Yuzu-koshō in situ. The label reads: ‘The aroma of home! Miyazaki: the land of yuzu.’ Photo by Paul Winch-Furness.

On top of these ingredients, I also recommend two more if you’d like to inflect your Japanese cooking with a distinctly southern accent: yuzu-koshō and shochu. Yuzu-koshō is a highly aromatic condiment made by pounding fresh yuzu peel together with hot chillies and salt. After a period of ageing, the resulting paste has a delightfully resinous, herbal aroma and a powerful tangy-pungent-salty flavor. Just a quarter of a teaspoon or so is all you need to lift a bowl of porky ramen. It also tastes great with chocolate. Kyushu is known generally for its delicious citrus fruits and its chilli-spiked dishes like karashi mentaiko and motsunabe, and specifically for its yuzu-koshō, so buy a jar and experiment with it to get an idea of what sets southern Japanese food apart.

Shochu, the spirit of Kyushu, is sometimes used in cooking, but really you should just buy a bottle to have with the meal. It is stronger than sake, distilled rather than just fermented, and can be made using a variety of methods and a virtually limitless range of ingredients. In Kyushu, the most popular shochu is distilled from sweet potatoes, which give the finished product a sort of nutty and sometimes smoky flavor. The aroma of any given shochu is also strongly influenced by what kind of mold (kōji) is used to kick off its fermentation. For example, ‘white’ mold tends to be cleaner, fresher, and more floral; ‘black’ mold is often richer and earthier, reminiscent of fermenting fruit. There are two good entry-level shochu I’d recommend, depending on your taste for booze. If you like the light, clean flavors of vodka or premium sake, go for Unkai, a smooth, bright, floral buckwheat shochu that works very well in cocktails. If you’re more of a single malt whisky fan, try Kuro Kirishima, a black mold sweet potato shochu with a strong, funky, slightly peaty, overripe melon flavor. They will both be good for cooking, either in place of mirin or in recipes that call for it specifically, like tonkotsu, a sweet miso-and-shochu pork rib stew from Kagoshima.

Japan Centre still has the best range in the country for any of these ingredients, and they’ll deliver basically anywhere. But have a close look at your nearest big supermarket or your local Asian food shop.

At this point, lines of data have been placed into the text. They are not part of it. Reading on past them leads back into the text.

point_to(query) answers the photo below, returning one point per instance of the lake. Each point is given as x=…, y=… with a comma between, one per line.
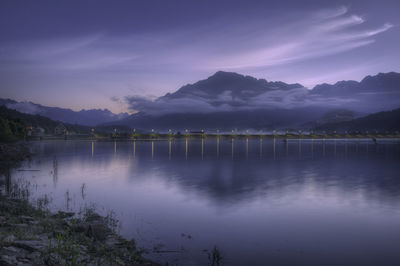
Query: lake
x=259, y=201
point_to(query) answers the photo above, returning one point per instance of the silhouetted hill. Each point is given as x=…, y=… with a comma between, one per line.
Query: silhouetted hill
x=90, y=117
x=229, y=100
x=381, y=122
x=38, y=121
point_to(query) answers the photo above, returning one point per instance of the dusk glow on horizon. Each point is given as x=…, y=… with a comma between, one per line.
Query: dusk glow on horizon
x=93, y=54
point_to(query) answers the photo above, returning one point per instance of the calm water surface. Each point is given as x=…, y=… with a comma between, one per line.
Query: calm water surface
x=261, y=202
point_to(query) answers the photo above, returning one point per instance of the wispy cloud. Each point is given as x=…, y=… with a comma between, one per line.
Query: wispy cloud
x=326, y=33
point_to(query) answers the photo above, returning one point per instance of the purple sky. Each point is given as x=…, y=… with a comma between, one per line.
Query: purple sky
x=83, y=54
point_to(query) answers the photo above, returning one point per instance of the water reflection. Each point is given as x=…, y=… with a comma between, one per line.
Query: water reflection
x=234, y=191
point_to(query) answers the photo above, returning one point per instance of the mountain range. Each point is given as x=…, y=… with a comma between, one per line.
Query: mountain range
x=228, y=100
x=90, y=117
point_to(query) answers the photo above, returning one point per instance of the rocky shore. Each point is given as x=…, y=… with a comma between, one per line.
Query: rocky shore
x=30, y=236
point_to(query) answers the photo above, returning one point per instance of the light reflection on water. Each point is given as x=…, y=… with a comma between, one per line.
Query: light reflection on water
x=310, y=202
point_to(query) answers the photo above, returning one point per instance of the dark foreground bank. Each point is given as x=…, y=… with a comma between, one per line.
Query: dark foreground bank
x=30, y=236
x=34, y=236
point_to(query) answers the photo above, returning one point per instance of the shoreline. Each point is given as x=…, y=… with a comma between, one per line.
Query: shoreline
x=32, y=235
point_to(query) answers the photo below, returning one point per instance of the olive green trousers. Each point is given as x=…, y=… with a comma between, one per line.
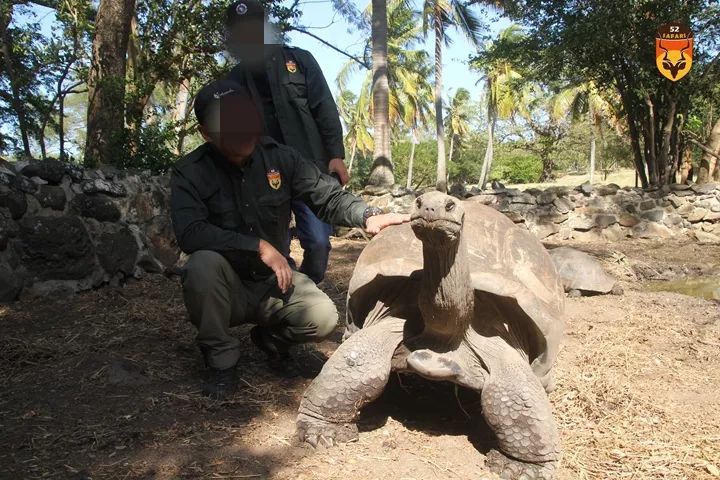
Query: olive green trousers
x=217, y=299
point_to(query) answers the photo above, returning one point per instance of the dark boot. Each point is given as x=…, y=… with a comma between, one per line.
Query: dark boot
x=276, y=349
x=221, y=384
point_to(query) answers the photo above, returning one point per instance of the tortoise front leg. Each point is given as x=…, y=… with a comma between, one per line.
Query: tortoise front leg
x=516, y=408
x=355, y=375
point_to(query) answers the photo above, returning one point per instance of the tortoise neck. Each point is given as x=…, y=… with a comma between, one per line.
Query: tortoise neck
x=446, y=297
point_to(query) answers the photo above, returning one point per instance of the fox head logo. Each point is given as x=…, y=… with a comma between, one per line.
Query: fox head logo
x=674, y=51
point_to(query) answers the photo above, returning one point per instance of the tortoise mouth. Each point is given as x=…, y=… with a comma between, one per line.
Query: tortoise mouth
x=446, y=227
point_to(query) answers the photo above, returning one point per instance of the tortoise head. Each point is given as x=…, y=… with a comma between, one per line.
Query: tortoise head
x=437, y=219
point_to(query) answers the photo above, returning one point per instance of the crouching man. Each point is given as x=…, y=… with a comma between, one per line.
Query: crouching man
x=231, y=201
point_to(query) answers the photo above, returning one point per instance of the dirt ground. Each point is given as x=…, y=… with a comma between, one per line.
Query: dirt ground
x=104, y=385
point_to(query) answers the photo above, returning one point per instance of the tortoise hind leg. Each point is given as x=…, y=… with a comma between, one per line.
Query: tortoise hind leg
x=355, y=375
x=516, y=408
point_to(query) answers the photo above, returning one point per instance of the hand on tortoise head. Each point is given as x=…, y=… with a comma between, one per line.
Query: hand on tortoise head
x=378, y=222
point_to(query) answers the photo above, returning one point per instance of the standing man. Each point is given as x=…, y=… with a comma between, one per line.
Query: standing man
x=298, y=110
x=230, y=206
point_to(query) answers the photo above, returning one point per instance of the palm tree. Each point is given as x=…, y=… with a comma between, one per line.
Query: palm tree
x=579, y=100
x=382, y=170
x=442, y=14
x=355, y=114
x=458, y=118
x=409, y=91
x=502, y=95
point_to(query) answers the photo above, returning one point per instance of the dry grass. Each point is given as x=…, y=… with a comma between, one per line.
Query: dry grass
x=624, y=177
x=105, y=385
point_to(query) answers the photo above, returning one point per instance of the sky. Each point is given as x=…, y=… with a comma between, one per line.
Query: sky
x=319, y=17
x=325, y=23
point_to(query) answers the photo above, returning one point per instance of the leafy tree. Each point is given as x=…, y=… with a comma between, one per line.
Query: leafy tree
x=106, y=82
x=354, y=113
x=584, y=100
x=382, y=170
x=502, y=95
x=409, y=91
x=441, y=15
x=611, y=43
x=458, y=118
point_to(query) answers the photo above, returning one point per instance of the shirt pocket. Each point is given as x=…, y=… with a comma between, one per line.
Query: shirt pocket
x=274, y=207
x=222, y=211
x=297, y=87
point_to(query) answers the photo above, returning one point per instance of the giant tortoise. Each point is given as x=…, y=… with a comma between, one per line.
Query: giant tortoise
x=463, y=295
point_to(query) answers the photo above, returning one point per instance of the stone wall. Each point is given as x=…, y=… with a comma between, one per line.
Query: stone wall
x=600, y=213
x=66, y=229
x=63, y=228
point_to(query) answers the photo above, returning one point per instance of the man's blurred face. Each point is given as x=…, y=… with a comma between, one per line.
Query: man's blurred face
x=234, y=126
x=246, y=38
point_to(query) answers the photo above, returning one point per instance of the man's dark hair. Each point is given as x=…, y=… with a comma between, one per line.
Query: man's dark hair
x=244, y=10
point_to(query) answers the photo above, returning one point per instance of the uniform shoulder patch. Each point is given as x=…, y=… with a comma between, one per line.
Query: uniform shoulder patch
x=274, y=179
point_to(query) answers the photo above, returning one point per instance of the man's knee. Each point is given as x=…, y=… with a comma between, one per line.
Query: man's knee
x=324, y=317
x=204, y=269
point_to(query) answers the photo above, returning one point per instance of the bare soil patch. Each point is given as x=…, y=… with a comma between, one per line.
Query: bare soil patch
x=106, y=385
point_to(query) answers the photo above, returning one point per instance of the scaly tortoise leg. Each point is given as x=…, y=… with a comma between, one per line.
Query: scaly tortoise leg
x=517, y=409
x=355, y=375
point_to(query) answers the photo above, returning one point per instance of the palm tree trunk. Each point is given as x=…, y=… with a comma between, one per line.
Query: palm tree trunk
x=106, y=82
x=15, y=101
x=411, y=161
x=352, y=158
x=382, y=171
x=591, y=115
x=441, y=183
x=452, y=146
x=487, y=162
x=180, y=113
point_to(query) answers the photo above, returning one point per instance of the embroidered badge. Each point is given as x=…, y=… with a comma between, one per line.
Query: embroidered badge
x=274, y=179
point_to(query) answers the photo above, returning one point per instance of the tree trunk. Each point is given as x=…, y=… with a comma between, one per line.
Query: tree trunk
x=106, y=82
x=180, y=113
x=15, y=101
x=452, y=146
x=382, y=170
x=708, y=162
x=410, y=162
x=441, y=183
x=686, y=167
x=591, y=114
x=487, y=162
x=548, y=165
x=352, y=158
x=664, y=160
x=651, y=157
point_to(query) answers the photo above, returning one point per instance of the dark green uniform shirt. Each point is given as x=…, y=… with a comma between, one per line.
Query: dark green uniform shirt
x=218, y=206
x=297, y=105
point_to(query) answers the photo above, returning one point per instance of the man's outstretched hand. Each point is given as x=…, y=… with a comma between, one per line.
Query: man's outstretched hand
x=338, y=167
x=277, y=263
x=377, y=222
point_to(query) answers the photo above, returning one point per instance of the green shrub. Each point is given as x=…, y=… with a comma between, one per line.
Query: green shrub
x=516, y=167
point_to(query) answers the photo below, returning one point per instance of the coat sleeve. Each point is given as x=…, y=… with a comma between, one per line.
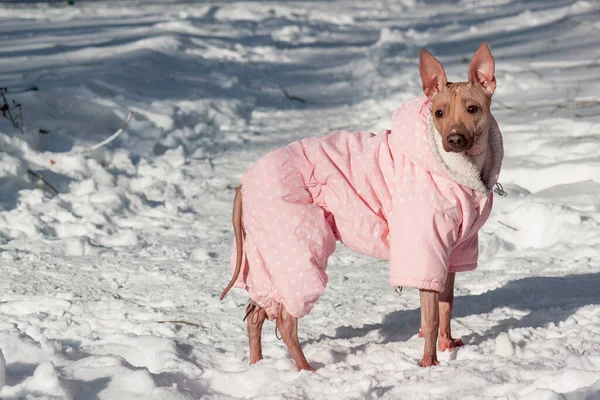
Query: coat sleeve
x=422, y=237
x=464, y=256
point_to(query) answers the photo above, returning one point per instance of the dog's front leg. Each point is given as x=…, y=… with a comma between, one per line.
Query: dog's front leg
x=430, y=321
x=445, y=340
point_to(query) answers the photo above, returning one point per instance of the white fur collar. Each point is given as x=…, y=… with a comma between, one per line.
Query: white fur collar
x=459, y=166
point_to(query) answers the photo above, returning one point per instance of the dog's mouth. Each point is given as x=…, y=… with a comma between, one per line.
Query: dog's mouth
x=457, y=143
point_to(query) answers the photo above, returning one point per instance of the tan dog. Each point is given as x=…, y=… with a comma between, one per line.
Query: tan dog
x=461, y=115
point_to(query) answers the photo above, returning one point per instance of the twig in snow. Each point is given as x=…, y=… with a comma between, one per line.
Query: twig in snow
x=508, y=226
x=30, y=172
x=108, y=139
x=6, y=109
x=180, y=322
x=290, y=97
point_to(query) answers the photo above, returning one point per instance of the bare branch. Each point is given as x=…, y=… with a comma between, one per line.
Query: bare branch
x=108, y=139
x=30, y=172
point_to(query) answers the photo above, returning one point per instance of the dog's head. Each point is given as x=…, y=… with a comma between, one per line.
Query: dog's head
x=461, y=110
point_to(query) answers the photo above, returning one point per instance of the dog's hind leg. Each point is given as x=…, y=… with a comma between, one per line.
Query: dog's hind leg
x=288, y=326
x=255, y=317
x=445, y=340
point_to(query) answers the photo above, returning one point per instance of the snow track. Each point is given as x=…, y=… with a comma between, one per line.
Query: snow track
x=140, y=230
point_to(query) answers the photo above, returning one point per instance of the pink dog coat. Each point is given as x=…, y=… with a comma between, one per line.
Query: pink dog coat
x=396, y=195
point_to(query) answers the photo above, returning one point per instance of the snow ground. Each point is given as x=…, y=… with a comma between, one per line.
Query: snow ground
x=140, y=232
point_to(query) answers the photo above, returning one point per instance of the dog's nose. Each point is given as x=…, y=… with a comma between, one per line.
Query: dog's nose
x=457, y=141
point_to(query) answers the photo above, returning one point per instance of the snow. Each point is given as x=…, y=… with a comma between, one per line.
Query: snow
x=140, y=231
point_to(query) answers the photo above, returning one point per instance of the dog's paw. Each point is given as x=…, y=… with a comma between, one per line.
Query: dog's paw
x=429, y=361
x=445, y=343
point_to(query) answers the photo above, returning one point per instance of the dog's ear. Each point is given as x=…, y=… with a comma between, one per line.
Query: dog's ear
x=481, y=70
x=432, y=73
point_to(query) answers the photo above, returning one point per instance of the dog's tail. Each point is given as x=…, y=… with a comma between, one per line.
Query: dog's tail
x=238, y=230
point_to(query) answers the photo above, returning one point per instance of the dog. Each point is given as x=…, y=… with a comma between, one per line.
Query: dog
x=416, y=195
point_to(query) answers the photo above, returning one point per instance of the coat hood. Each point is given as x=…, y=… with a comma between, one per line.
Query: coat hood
x=414, y=135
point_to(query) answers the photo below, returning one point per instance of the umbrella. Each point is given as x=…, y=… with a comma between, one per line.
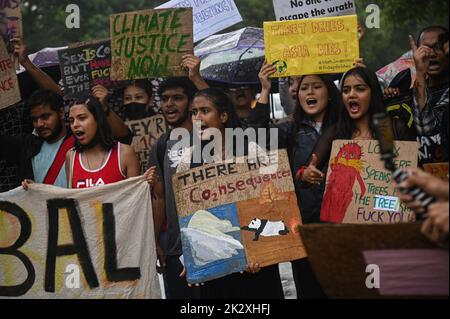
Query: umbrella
x=232, y=58
x=390, y=71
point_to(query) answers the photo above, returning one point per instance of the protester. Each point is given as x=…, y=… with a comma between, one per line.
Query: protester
x=362, y=97
x=431, y=88
x=317, y=106
x=436, y=225
x=176, y=98
x=96, y=159
x=214, y=112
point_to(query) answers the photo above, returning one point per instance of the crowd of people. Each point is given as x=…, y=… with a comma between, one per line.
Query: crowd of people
x=92, y=146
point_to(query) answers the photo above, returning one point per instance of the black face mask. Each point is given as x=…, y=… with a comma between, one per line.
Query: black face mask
x=135, y=111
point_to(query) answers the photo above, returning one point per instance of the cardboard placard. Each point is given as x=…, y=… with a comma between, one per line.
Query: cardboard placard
x=84, y=67
x=359, y=189
x=234, y=213
x=95, y=243
x=9, y=85
x=210, y=17
x=301, y=9
x=146, y=132
x=438, y=170
x=312, y=46
x=337, y=256
x=150, y=43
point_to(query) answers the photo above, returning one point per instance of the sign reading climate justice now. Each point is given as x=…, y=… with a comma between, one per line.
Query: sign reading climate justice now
x=94, y=243
x=312, y=46
x=9, y=85
x=145, y=133
x=209, y=16
x=359, y=189
x=150, y=43
x=306, y=9
x=84, y=67
x=235, y=213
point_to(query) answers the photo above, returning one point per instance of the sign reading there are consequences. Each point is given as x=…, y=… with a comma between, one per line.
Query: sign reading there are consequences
x=312, y=46
x=150, y=43
x=232, y=214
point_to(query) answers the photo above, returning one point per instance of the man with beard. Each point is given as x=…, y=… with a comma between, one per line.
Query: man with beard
x=40, y=156
x=431, y=90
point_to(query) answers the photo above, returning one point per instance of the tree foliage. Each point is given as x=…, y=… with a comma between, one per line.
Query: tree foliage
x=44, y=22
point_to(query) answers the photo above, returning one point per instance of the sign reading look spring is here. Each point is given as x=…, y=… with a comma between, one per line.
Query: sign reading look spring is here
x=78, y=244
x=359, y=189
x=150, y=43
x=312, y=46
x=234, y=214
x=9, y=85
x=307, y=9
x=84, y=67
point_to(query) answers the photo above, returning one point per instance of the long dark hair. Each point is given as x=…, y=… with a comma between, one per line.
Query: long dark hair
x=104, y=135
x=223, y=103
x=346, y=126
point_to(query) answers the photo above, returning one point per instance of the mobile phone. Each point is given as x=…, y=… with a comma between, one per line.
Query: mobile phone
x=385, y=134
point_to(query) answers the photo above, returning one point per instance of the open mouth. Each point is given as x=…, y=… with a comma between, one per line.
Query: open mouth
x=80, y=135
x=354, y=107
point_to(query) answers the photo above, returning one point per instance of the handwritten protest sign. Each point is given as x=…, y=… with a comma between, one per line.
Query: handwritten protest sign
x=306, y=9
x=210, y=16
x=150, y=43
x=10, y=20
x=84, y=67
x=146, y=132
x=437, y=169
x=312, y=46
x=93, y=243
x=359, y=189
x=235, y=213
x=9, y=85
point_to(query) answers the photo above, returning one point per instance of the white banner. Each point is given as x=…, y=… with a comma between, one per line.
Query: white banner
x=307, y=9
x=210, y=16
x=94, y=243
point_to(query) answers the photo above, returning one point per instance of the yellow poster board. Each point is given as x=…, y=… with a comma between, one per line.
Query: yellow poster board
x=312, y=46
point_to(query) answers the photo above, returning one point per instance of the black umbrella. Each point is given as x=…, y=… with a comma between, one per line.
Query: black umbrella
x=232, y=58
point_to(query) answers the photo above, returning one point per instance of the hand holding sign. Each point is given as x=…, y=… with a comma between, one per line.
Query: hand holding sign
x=422, y=55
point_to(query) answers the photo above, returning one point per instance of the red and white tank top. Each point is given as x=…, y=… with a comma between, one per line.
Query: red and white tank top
x=109, y=173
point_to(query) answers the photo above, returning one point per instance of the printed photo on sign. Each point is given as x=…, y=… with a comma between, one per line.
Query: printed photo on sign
x=359, y=189
x=236, y=213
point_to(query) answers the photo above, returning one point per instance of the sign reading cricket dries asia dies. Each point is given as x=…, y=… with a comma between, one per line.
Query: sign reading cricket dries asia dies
x=234, y=214
x=84, y=67
x=312, y=46
x=359, y=189
x=150, y=43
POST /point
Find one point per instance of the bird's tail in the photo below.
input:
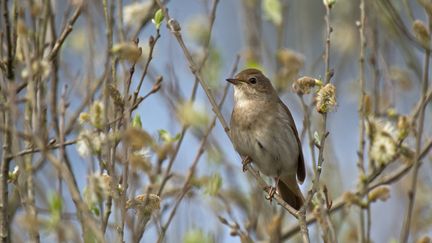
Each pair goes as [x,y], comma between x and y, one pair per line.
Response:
[290,192]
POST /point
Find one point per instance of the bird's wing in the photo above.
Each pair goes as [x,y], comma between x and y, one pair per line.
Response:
[301,170]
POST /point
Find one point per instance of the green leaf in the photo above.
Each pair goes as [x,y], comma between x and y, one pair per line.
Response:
[273,11]
[214,185]
[136,122]
[158,18]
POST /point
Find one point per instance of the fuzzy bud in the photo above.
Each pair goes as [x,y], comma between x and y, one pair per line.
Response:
[305,84]
[326,98]
[421,33]
[380,193]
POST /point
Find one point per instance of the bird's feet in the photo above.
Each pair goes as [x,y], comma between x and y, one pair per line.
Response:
[271,191]
[245,162]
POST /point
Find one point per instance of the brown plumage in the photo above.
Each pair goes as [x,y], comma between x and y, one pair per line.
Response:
[263,129]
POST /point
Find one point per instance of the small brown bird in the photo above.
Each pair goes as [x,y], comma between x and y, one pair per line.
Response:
[263,131]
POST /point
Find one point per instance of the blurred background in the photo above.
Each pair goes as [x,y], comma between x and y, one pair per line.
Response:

You might be surprised at what you can find.

#Cornography Day 87: Thai Orchard’s Gaeng Pa with Corn

Our order from Thai Orchard on Friday night included gaeng pa, a light, brothy curry with a variety of vegetables. It wasn’t really punchy enough, but enjoyable all the same. The chunks of aubergine in particular were delicious, having absorbed masses of flavor from the lemongrass and galangal in the broth. Today I reheated the leftovers along with some corn, and little extra lime juice and a tiny pinch of Haimi. I topped it with a poached egg and some freshly ground sanshō. It was hot and sour and extremely filling thanks to all the veg, which still had plenty of texture.


#Cornography Day 86: Corn and Beef Quesadillas

Yesterday we went to Laura’s parents’ house for an Easter roast. Laura and her mom don’t like lamb so we had a lovely beef sirloin instead. Emiko rubbed it with garlic and olive oil and plenty of salt and pepper, and then cooked it for just 45 minutes so it was still gorgeously pink and juicy in the middle.


We were given the leftovers to take home. I had an odd craving for something in a tortilla. At first I thought I’d make beef and corn salsa wraps, but that seemed weird and boring. So I decided on quesadillas instead. I mixed corn with peppers with diced onion and Hyugarashi and sliced the leftover beef into small, thin strips. I piled everything onto a tortilla in a dry frying pan and topped it with mozzarella cheese. I grilled it until the cheese had liquefied and pressed another tortilla on top. I fried it gently for about 3 minutes until the bottom tortilla had browned nicely, then turned it over. I must say, my quesadilla flipping skills need a bit of work. I got corn everywhere. Anyway, the end product was lovely. I had it with a little creme fraiche mixed with a dollop of Nagarita.